Researchers unveil a prototype bionic eye they hope will enable users to perceive points of light that the brain can reconstruct into images.

Elizabeth Armstrong Moore
Elizabeth Armstrong Moore is based in Portland, Oregon, and has written for Wired, The Christian Science Monitor, and public radio. Her semi-obscure hobbies include climbing, billiards, board games that take up a lot of space, and piano.
Elizabeth Armstrong Moore
2 min read

Just a few months after receiving $42 million from the Australian government, Bionic Vision Australia (BVA) unveils its prototype bionic eye, which researchers hope will enable users to perceive points of light that the brain can reconstruct into images.

Bionic Vision Australia

Announced this week at the University of Melbourne, the wide-view neurostimulator concept was developed by researchers at BVA and the University of New South Wales for patients with vision loss due to retinitis pigmentosa or macular degeneration.

The set-up includes a video camera mounted to glasses to capture images, a wireless processor to convert and send those images to the implant, and a chip with 98 electrodes that is attached to the retina. When the implant receives signals from the processor, it stimulates the optic nerve, which directs the electrical impulses from the retina to the brain's visual center.
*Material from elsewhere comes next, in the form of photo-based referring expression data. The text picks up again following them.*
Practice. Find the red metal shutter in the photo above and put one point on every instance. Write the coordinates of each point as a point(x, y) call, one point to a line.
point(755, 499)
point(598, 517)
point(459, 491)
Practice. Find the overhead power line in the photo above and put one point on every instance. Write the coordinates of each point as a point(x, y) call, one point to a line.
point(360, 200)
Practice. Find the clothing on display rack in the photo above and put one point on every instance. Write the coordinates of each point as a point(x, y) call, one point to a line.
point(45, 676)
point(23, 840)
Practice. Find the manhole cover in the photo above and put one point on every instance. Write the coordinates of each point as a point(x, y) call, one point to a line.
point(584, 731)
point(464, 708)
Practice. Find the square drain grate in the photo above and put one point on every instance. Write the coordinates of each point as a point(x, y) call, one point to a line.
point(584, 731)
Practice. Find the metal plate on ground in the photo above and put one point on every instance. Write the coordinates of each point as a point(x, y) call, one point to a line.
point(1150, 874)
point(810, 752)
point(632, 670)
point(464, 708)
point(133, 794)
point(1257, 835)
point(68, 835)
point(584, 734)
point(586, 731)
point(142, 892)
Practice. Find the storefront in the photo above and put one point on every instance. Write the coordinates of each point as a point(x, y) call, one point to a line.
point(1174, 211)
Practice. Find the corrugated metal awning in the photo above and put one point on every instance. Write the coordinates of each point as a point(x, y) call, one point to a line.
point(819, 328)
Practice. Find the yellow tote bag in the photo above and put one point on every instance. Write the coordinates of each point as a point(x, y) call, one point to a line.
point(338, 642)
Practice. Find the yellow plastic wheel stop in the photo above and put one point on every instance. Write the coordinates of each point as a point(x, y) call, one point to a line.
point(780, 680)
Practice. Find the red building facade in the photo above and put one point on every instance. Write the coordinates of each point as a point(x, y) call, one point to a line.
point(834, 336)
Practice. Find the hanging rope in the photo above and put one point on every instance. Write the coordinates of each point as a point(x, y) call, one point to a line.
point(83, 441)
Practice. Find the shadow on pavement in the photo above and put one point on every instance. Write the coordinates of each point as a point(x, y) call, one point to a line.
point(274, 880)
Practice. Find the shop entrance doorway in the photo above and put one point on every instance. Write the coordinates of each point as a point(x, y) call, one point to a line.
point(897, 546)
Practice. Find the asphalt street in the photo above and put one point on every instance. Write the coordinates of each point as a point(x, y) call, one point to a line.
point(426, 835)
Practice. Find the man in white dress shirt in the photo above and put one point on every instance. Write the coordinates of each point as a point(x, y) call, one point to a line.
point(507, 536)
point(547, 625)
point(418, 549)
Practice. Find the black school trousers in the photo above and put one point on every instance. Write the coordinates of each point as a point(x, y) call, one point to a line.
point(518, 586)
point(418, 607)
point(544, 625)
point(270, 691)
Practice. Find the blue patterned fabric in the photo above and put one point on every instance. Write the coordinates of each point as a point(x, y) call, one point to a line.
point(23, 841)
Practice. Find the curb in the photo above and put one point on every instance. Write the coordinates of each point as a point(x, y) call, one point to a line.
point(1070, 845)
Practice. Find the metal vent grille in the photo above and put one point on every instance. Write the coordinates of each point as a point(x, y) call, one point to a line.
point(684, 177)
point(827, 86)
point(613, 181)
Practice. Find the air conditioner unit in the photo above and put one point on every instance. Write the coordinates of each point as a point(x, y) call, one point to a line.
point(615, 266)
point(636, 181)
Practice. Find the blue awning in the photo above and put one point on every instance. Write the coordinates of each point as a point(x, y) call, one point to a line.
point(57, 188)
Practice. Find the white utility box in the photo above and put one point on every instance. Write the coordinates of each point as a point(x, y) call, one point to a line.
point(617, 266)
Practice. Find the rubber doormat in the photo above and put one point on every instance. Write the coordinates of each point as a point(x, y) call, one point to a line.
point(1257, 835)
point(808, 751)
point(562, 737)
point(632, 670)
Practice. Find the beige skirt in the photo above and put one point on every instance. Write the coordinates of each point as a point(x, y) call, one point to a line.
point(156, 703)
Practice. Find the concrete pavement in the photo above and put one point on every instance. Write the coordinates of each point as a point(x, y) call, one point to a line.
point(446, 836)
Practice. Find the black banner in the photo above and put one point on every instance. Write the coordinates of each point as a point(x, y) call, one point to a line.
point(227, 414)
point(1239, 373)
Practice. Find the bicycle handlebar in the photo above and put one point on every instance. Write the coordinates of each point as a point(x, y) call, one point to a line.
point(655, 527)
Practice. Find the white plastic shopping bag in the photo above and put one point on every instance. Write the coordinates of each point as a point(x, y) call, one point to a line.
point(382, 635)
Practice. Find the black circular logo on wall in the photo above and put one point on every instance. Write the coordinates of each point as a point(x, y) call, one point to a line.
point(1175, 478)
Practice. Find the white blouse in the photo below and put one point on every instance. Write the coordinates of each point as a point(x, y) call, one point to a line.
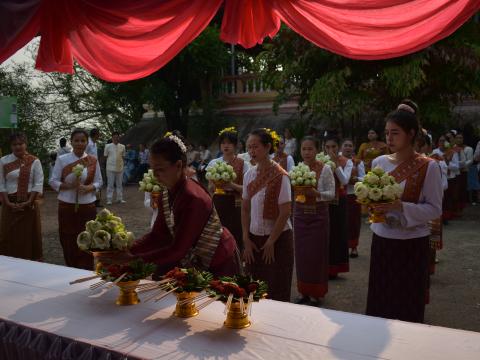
point(413, 221)
point(258, 225)
point(453, 165)
point(147, 202)
point(69, 196)
point(9, 183)
point(360, 176)
point(326, 185)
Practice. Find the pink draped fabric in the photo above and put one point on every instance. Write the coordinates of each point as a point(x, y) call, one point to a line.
point(120, 40)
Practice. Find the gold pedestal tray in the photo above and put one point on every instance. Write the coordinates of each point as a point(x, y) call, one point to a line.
point(237, 319)
point(128, 295)
point(186, 310)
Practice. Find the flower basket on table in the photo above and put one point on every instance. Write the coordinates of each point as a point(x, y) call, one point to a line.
point(104, 237)
point(326, 160)
point(151, 185)
point(377, 187)
point(187, 285)
point(220, 174)
point(238, 294)
point(127, 278)
point(302, 179)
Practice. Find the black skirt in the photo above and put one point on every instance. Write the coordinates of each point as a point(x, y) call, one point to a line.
point(398, 280)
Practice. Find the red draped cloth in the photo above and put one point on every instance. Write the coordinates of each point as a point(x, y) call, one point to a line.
point(120, 40)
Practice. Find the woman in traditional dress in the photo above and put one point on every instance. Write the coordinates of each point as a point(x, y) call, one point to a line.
point(400, 246)
point(354, 209)
point(371, 150)
point(453, 168)
point(338, 259)
point(281, 157)
point(311, 229)
point(187, 231)
point(266, 209)
point(228, 205)
point(21, 181)
point(76, 197)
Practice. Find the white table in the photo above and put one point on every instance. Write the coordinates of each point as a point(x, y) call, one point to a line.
point(38, 296)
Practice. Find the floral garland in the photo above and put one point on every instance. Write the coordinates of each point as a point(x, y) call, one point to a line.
point(229, 129)
point(275, 138)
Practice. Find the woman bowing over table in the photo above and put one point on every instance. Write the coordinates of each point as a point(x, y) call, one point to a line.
point(21, 181)
point(187, 231)
point(266, 208)
point(399, 259)
point(76, 177)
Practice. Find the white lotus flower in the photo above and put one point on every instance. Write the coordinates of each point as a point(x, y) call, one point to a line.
point(84, 240)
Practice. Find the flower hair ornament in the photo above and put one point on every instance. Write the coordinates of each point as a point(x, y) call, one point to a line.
point(275, 138)
point(229, 129)
point(176, 140)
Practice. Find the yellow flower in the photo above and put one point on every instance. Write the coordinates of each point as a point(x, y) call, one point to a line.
point(230, 129)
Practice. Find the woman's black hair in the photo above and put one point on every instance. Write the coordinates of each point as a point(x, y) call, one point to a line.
point(230, 136)
point(265, 138)
point(407, 121)
point(410, 103)
point(169, 150)
point(18, 136)
point(78, 131)
point(312, 139)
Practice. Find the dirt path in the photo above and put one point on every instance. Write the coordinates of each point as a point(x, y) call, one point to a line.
point(455, 289)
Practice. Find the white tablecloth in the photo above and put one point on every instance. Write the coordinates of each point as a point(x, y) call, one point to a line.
point(37, 295)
"We anticipate that this retinal implant will provide users with increased mobility and independence," said Anthony Burkitt, BVA's research director and an engineering professor at the University of Melbourne.
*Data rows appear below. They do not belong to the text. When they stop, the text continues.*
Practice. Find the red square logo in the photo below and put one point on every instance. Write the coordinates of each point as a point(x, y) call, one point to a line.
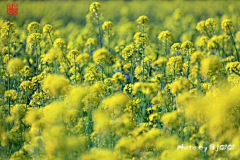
point(12, 9)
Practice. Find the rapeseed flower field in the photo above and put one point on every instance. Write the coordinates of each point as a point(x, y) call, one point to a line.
point(139, 80)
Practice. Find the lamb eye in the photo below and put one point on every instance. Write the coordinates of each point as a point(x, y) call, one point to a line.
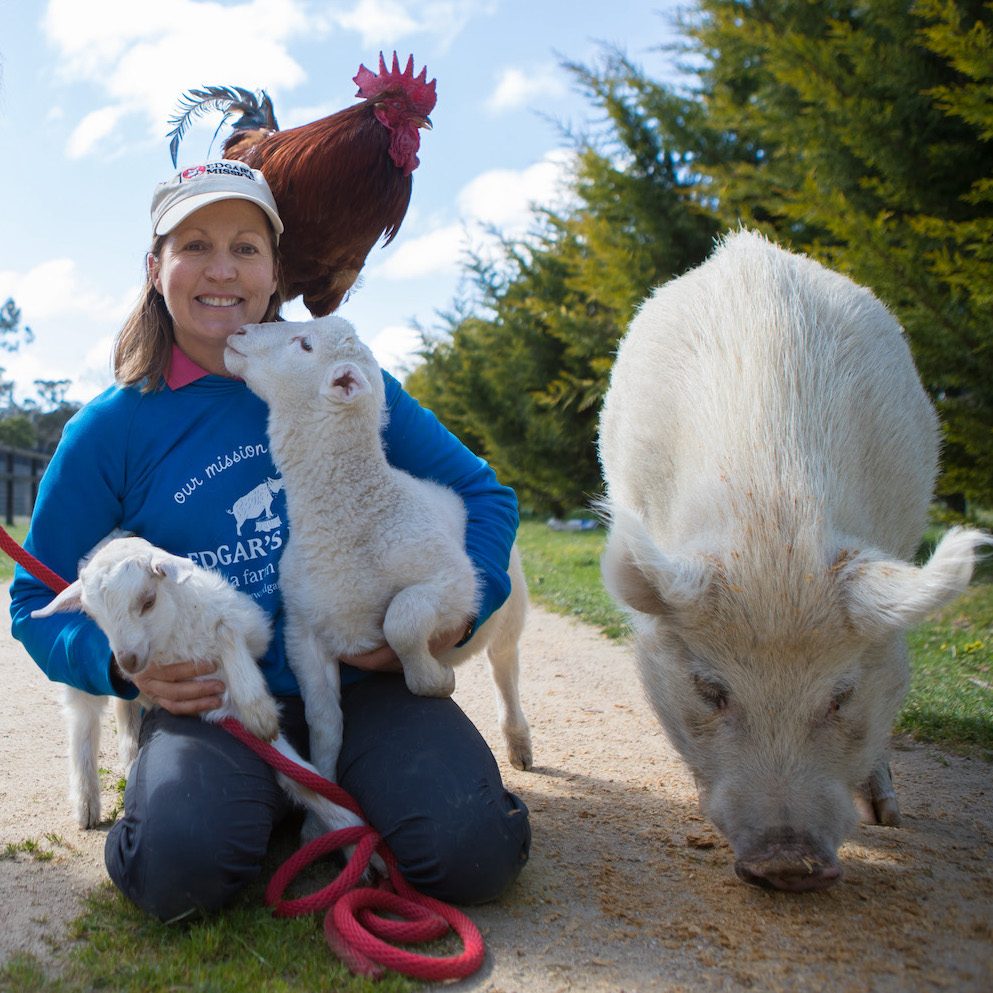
point(713, 693)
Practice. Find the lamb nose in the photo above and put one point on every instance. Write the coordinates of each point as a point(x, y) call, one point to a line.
point(128, 662)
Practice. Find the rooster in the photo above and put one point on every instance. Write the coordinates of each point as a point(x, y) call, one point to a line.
point(341, 183)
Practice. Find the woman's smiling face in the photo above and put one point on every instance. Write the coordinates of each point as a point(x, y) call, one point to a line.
point(216, 271)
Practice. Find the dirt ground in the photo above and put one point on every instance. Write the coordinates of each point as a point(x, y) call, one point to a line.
point(628, 889)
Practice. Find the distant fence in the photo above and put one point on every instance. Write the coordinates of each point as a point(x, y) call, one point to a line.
point(22, 471)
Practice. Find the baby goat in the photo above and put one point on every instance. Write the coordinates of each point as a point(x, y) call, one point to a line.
point(159, 608)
Retinal implants were recently hailed as a success in a human trial by German company Retinal Implant. Leighton Boyd, who was diagnosed with retinitis pigmentosa at age five and is now president of Retina Australia, hopes to be an implant recipient in the near future. The prototype could be ready for human trial as early as 2011.

BVA is already talking up the prototype's second-gen model, a higher-def implant that might enable users to read large print and recognize faces. They hope to have it ready for testing in four years.